Lebanon’s
former prime minister Saad Hariri warned that amid the ongoing political and
economic crisis, Lebanon might collapse if the country’s
leaders did not take a united stand towards implementing the French plan. Hariri
during a television interview late, on Thursday, said, “I call on political parties to think
well so as not to waste this chance...French President Macron’s
initiative still stands and we can still enact it. If we let it fail, it would
be a crime.”
French
President Emmanuel Macron proposed a reform plan to help the crisis-riddled
country recover from its worst financial crisis since the 1975-1990 civil war.
France, which led the efforts to gather foreign aid for Lebanon’s recovery,
raised an urgent need for reforms and stable government which stands for transparency, accountability, retribution and
justice.
Unfortunately, the small Mediterranean country’s sectarian leaders of
the two main Shiite parties, Hezbollah and the Amal bloc, had difference over
Cabinet assembly. The two parties refused to appoint an “independent” Shiite candidate as a finance minister, as
proposed by Hariri.
Hariri, the country’s leading Sunni
politician, said: “There are currently two or three projects in
the country.
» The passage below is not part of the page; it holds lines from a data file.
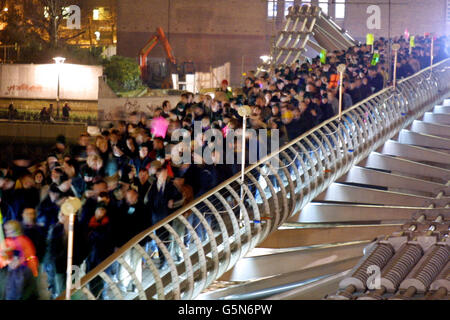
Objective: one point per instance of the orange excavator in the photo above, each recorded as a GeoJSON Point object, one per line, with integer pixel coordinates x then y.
{"type": "Point", "coordinates": [157, 72]}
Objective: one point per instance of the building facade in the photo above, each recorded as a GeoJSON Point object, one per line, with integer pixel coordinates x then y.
{"type": "Point", "coordinates": [213, 32]}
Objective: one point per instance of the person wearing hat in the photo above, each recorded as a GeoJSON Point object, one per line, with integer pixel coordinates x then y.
{"type": "Point", "coordinates": [142, 161]}
{"type": "Point", "coordinates": [100, 243]}
{"type": "Point", "coordinates": [55, 260]}
{"type": "Point", "coordinates": [19, 257]}
{"type": "Point", "coordinates": [48, 209]}
{"type": "Point", "coordinates": [6, 211]}
{"type": "Point", "coordinates": [25, 197]}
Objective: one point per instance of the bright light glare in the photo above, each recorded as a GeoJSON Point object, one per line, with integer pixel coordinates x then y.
{"type": "Point", "coordinates": [59, 60]}
{"type": "Point", "coordinates": [265, 58]}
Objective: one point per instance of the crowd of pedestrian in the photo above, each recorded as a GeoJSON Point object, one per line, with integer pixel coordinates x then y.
{"type": "Point", "coordinates": [128, 181]}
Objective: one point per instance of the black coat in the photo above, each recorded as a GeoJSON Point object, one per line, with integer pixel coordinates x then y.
{"type": "Point", "coordinates": [158, 201]}
{"type": "Point", "coordinates": [57, 247]}
{"type": "Point", "coordinates": [100, 243]}
{"type": "Point", "coordinates": [131, 221]}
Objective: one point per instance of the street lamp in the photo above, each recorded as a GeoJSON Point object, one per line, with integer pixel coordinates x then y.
{"type": "Point", "coordinates": [58, 61]}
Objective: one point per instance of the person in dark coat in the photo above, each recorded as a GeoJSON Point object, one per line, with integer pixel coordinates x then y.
{"type": "Point", "coordinates": [55, 260]}
{"type": "Point", "coordinates": [26, 197]}
{"type": "Point", "coordinates": [49, 208]}
{"type": "Point", "coordinates": [34, 232]}
{"type": "Point", "coordinates": [101, 245]}
{"type": "Point", "coordinates": [162, 197]}
{"type": "Point", "coordinates": [6, 210]}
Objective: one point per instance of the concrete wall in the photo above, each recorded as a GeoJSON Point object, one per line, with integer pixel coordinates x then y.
{"type": "Point", "coordinates": [40, 81]}
{"type": "Point", "coordinates": [213, 32]}
{"type": "Point", "coordinates": [37, 132]}
{"type": "Point", "coordinates": [208, 32]}
{"type": "Point", "coordinates": [113, 109]}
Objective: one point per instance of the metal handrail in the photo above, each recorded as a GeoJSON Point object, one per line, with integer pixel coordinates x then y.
{"type": "Point", "coordinates": [309, 164]}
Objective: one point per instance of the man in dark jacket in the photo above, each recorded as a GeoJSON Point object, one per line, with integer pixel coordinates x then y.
{"type": "Point", "coordinates": [162, 197]}
{"type": "Point", "coordinates": [101, 245]}
{"type": "Point", "coordinates": [56, 256]}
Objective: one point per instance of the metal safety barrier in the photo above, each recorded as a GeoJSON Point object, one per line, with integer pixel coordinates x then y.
{"type": "Point", "coordinates": [204, 239]}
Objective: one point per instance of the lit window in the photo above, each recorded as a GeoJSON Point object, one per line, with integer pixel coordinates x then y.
{"type": "Point", "coordinates": [272, 8]}
{"type": "Point", "coordinates": [323, 4]}
{"type": "Point", "coordinates": [340, 9]}
{"type": "Point", "coordinates": [101, 13]}
{"type": "Point", "coordinates": [96, 14]}
{"type": "Point", "coordinates": [287, 5]}
{"type": "Point", "coordinates": [66, 12]}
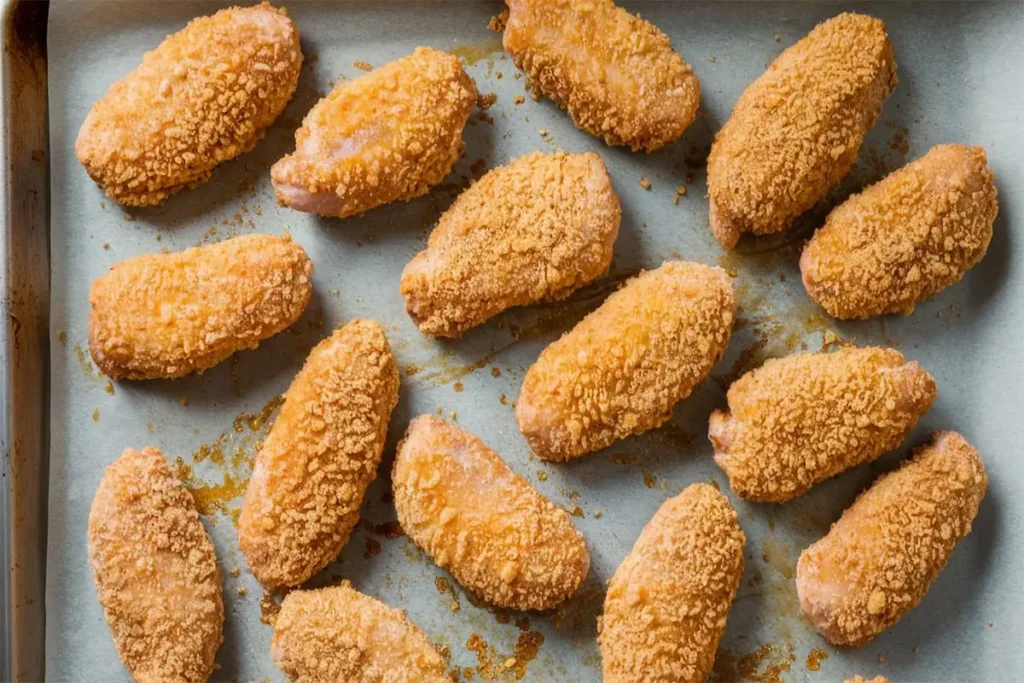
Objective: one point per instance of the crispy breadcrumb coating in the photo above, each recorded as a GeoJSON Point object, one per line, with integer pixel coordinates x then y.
{"type": "Point", "coordinates": [905, 238]}
{"type": "Point", "coordinates": [615, 74]}
{"type": "Point", "coordinates": [338, 635]}
{"type": "Point", "coordinates": [667, 602]}
{"type": "Point", "coordinates": [163, 315]}
{"type": "Point", "coordinates": [156, 571]}
{"type": "Point", "coordinates": [796, 131]}
{"type": "Point", "coordinates": [621, 371]}
{"type": "Point", "coordinates": [386, 136]}
{"type": "Point", "coordinates": [310, 475]}
{"type": "Point", "coordinates": [207, 94]}
{"type": "Point", "coordinates": [496, 534]}
{"type": "Point", "coordinates": [534, 230]}
{"type": "Point", "coordinates": [878, 561]}
{"type": "Point", "coordinates": [800, 420]}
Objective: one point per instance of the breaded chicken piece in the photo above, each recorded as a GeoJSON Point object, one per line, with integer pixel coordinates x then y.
{"type": "Point", "coordinates": [796, 131]}
{"type": "Point", "coordinates": [164, 315]}
{"type": "Point", "coordinates": [667, 603]}
{"type": "Point", "coordinates": [207, 94]}
{"type": "Point", "coordinates": [386, 136]}
{"type": "Point", "coordinates": [310, 475]}
{"type": "Point", "coordinates": [878, 561]}
{"type": "Point", "coordinates": [621, 371]}
{"type": "Point", "coordinates": [156, 571]}
{"type": "Point", "coordinates": [615, 74]}
{"type": "Point", "coordinates": [800, 420]}
{"type": "Point", "coordinates": [905, 238]}
{"type": "Point", "coordinates": [534, 230]}
{"type": "Point", "coordinates": [337, 634]}
{"type": "Point", "coordinates": [497, 535]}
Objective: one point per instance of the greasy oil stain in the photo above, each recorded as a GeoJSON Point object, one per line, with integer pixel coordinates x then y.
{"type": "Point", "coordinates": [815, 657]}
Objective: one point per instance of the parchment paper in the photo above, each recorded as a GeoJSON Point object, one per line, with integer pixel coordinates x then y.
{"type": "Point", "coordinates": [961, 76]}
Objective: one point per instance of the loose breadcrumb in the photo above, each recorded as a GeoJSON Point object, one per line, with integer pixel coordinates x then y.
{"type": "Point", "coordinates": [338, 634]}
{"type": "Point", "coordinates": [879, 560]}
{"type": "Point", "coordinates": [800, 420]}
{"type": "Point", "coordinates": [904, 239]}
{"type": "Point", "coordinates": [170, 314]}
{"type": "Point", "coordinates": [208, 93]}
{"type": "Point", "coordinates": [621, 371]}
{"type": "Point", "coordinates": [796, 131]}
{"type": "Point", "coordinates": [534, 230]}
{"type": "Point", "coordinates": [667, 603]}
{"type": "Point", "coordinates": [385, 136]}
{"type": "Point", "coordinates": [304, 496]}
{"type": "Point", "coordinates": [156, 571]}
{"type": "Point", "coordinates": [615, 74]}
{"type": "Point", "coordinates": [496, 534]}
The project undertaken by Hezbollah and the Amal Movement is
linked to abroad. There is a project that wants to get the country out of this
crisis and to free itself from the parties and it is based on the fact that
Lebanon comes first.”
He added:
“How do you watch your back if three-quarters of
the Lebanese people are hungry? There is an economic collapse, and the
conspiracy is against the people. No one is conspiring against Hezbollah.
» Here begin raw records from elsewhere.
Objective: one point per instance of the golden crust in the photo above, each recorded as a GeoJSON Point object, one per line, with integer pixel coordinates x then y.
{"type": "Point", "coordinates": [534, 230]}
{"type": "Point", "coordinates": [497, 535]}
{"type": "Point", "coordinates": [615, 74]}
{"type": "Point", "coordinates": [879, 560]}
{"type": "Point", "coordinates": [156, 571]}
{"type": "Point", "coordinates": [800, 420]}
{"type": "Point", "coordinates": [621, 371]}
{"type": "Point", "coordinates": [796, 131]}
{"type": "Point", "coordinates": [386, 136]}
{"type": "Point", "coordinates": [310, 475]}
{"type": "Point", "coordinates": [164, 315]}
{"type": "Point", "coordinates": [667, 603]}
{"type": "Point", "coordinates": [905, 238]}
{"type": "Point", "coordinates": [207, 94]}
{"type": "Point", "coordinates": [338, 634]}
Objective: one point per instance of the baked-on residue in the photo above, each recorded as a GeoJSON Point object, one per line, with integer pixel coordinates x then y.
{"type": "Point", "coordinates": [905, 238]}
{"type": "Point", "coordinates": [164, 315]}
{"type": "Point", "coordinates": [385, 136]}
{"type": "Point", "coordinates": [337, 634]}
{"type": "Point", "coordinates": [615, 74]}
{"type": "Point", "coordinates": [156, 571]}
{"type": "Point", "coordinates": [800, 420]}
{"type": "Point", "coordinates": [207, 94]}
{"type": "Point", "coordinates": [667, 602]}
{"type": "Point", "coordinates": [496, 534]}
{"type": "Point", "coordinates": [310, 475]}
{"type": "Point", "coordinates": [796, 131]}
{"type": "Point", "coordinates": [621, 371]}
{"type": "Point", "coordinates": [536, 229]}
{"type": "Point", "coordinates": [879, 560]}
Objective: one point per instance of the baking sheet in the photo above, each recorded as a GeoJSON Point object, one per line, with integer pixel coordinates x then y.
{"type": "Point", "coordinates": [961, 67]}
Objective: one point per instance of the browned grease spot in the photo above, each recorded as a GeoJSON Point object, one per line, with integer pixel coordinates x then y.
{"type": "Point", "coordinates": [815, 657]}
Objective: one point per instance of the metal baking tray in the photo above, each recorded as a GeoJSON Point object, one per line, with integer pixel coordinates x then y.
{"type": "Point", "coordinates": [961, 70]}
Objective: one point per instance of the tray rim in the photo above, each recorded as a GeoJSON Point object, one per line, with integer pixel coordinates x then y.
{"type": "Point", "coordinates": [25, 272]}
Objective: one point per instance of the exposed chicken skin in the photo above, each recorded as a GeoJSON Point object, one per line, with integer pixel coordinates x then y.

Everyone in Lebanon and the international community knows that Hezbollah’s
weapons exist, and these weapons have regional repercussions. In order to solve
this issue, you have to solve the regional problem.”
Hariri,
the country’s three times prime minister in the past said that he would return
to the post again if all the parties agreed on securing an International
Monetary Fund deal. In his opinion, negotiating a bailout deal with the IMF would
be the one way for the country to break the vicious cycle of poverty,
corrupting, and crashing economy. Hariri’s government was pushed down a year ago
by rising nationwide protests triggered by corruption and mismanagement of
funds. Hariri was succeeded by Hassan Diab, whose government lived a similar fate and was
forced to resign within three months of the rule due to the country’s dwindling
foreign reserves. In March the country defaulted for the first time. Owing to
its central bank’s failed monetary policies, the Lebanon
pound spiraled down losing over 70% of its value against the US dollar. In its
history of two decades of political and economic crisis, the country had never
hit this low.
In the
interview Hariri emphasized, “What is
happening in terms of carrying arms and what we are seeing in terms of weapons’ displays
in the street means the collapse of the state,” he said.
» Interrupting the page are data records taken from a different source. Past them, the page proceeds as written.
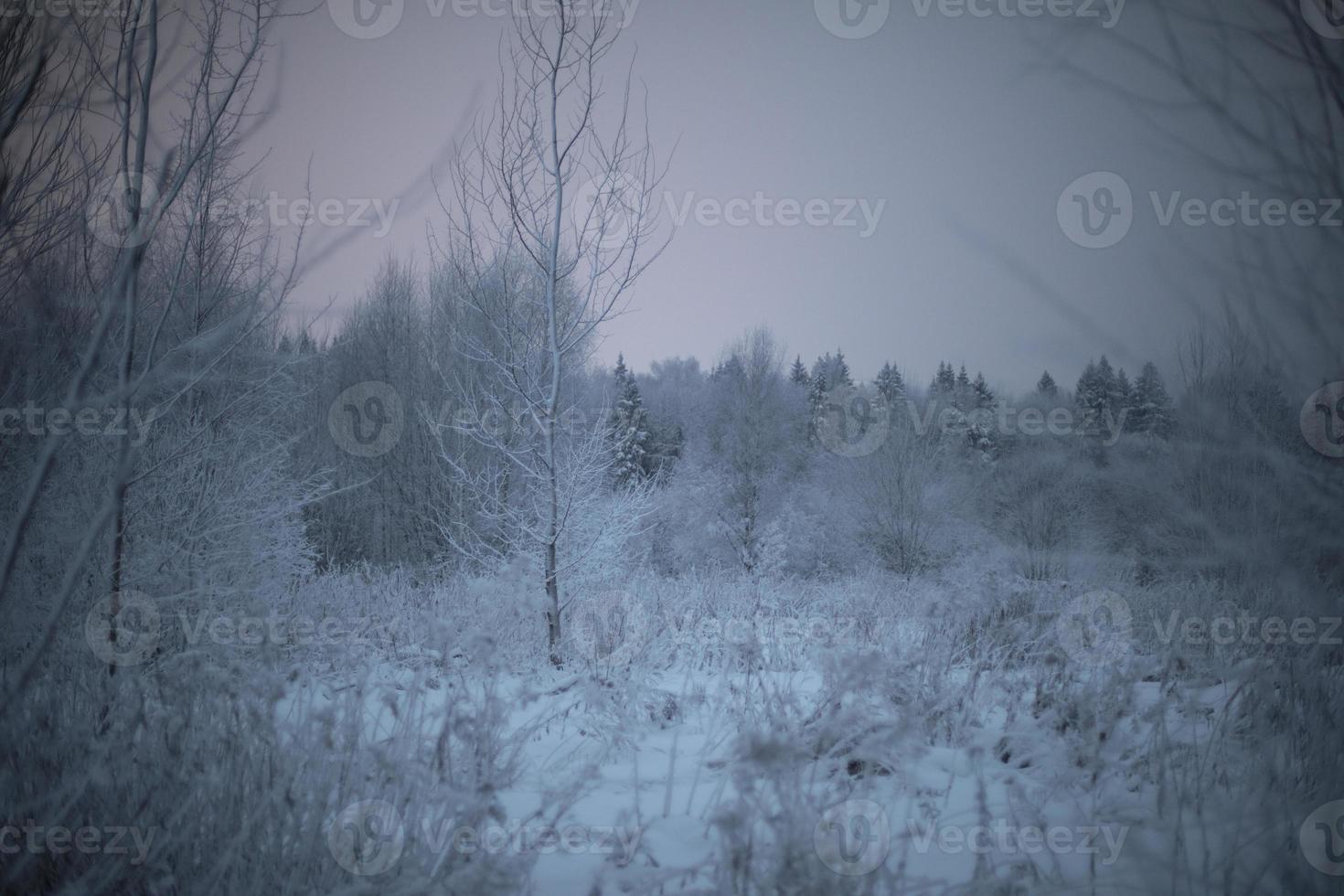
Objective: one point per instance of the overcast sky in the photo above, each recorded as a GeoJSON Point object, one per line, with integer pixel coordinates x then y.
{"type": "Point", "coordinates": [958, 129]}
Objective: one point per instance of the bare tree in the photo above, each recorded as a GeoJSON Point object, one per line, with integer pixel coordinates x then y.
{"type": "Point", "coordinates": [552, 223]}
{"type": "Point", "coordinates": [120, 359]}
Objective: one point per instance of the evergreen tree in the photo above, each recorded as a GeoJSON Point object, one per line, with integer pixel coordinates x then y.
{"type": "Point", "coordinates": [1089, 395]}
{"type": "Point", "coordinates": [1106, 384]}
{"type": "Point", "coordinates": [1124, 391]}
{"type": "Point", "coordinates": [629, 429]}
{"type": "Point", "coordinates": [816, 406]}
{"type": "Point", "coordinates": [839, 374]}
{"type": "Point", "coordinates": [1046, 386]}
{"type": "Point", "coordinates": [890, 386]}
{"type": "Point", "coordinates": [821, 367]}
{"type": "Point", "coordinates": [945, 382]}
{"type": "Point", "coordinates": [984, 397]}
{"type": "Point", "coordinates": [961, 391]}
{"type": "Point", "coordinates": [798, 372]}
{"type": "Point", "coordinates": [1153, 411]}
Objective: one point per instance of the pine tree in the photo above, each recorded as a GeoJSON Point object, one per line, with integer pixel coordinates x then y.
{"type": "Point", "coordinates": [945, 380]}
{"type": "Point", "coordinates": [839, 374]}
{"type": "Point", "coordinates": [1106, 384]}
{"type": "Point", "coordinates": [1153, 411]}
{"type": "Point", "coordinates": [1124, 391]}
{"type": "Point", "coordinates": [798, 372]}
{"type": "Point", "coordinates": [890, 386]}
{"type": "Point", "coordinates": [961, 392]}
{"type": "Point", "coordinates": [1089, 395]}
{"type": "Point", "coordinates": [629, 429]}
{"type": "Point", "coordinates": [1046, 386]}
{"type": "Point", "coordinates": [984, 397]}
{"type": "Point", "coordinates": [816, 406]}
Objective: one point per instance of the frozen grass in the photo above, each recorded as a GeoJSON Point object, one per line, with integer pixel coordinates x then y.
{"type": "Point", "coordinates": [711, 721]}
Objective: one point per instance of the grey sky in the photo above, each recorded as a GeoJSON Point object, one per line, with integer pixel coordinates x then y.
{"type": "Point", "coordinates": [960, 125]}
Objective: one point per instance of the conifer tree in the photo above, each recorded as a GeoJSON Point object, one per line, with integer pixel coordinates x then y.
{"type": "Point", "coordinates": [984, 397]}
{"type": "Point", "coordinates": [1046, 386]}
{"type": "Point", "coordinates": [816, 406]}
{"type": "Point", "coordinates": [890, 386]}
{"type": "Point", "coordinates": [798, 372]}
{"type": "Point", "coordinates": [629, 429]}
{"type": "Point", "coordinates": [1153, 411]}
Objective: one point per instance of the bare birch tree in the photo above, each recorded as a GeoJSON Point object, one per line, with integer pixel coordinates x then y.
{"type": "Point", "coordinates": [551, 222]}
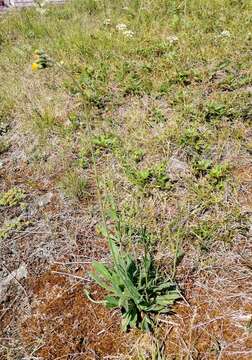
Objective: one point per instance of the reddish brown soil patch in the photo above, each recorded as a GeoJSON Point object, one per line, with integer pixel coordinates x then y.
{"type": "Point", "coordinates": [65, 325]}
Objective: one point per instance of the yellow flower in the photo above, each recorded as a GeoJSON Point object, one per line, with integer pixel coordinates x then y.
{"type": "Point", "coordinates": [35, 66]}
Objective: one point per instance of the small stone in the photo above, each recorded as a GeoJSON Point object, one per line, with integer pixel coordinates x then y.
{"type": "Point", "coordinates": [177, 169]}
{"type": "Point", "coordinates": [16, 275]}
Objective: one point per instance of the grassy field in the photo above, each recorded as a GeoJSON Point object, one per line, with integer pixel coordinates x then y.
{"type": "Point", "coordinates": [135, 115]}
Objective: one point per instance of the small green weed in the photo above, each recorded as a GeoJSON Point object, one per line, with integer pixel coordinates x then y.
{"type": "Point", "coordinates": [12, 197]}
{"type": "Point", "coordinates": [155, 177]}
{"type": "Point", "coordinates": [134, 286]}
{"type": "Point", "coordinates": [193, 140]}
{"type": "Point", "coordinates": [73, 185]}
{"type": "Point", "coordinates": [215, 111]}
{"type": "Point", "coordinates": [201, 167]}
{"type": "Point", "coordinates": [4, 146]}
{"type": "Point", "coordinates": [158, 116]}
{"type": "Point", "coordinates": [16, 224]}
{"type": "Point", "coordinates": [219, 172]}
{"type": "Point", "coordinates": [105, 141]}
Hariri warned: “If a government supported by Hezbollah is
formed, absolutely no one abroad will give Lebanon a single penny. We will be
repeating the same problem.”
Observers believed that the French reform plan
could be Hariri’s golden ticket to be the country’s prime minister once again.
As per inner reports, Lebanon’s President Michel Aoun would be holding discussions with lawmakers
next week to chose the new prime minister, in a bid to announce a new
government, preventing the country from slipping towards the state of collapse.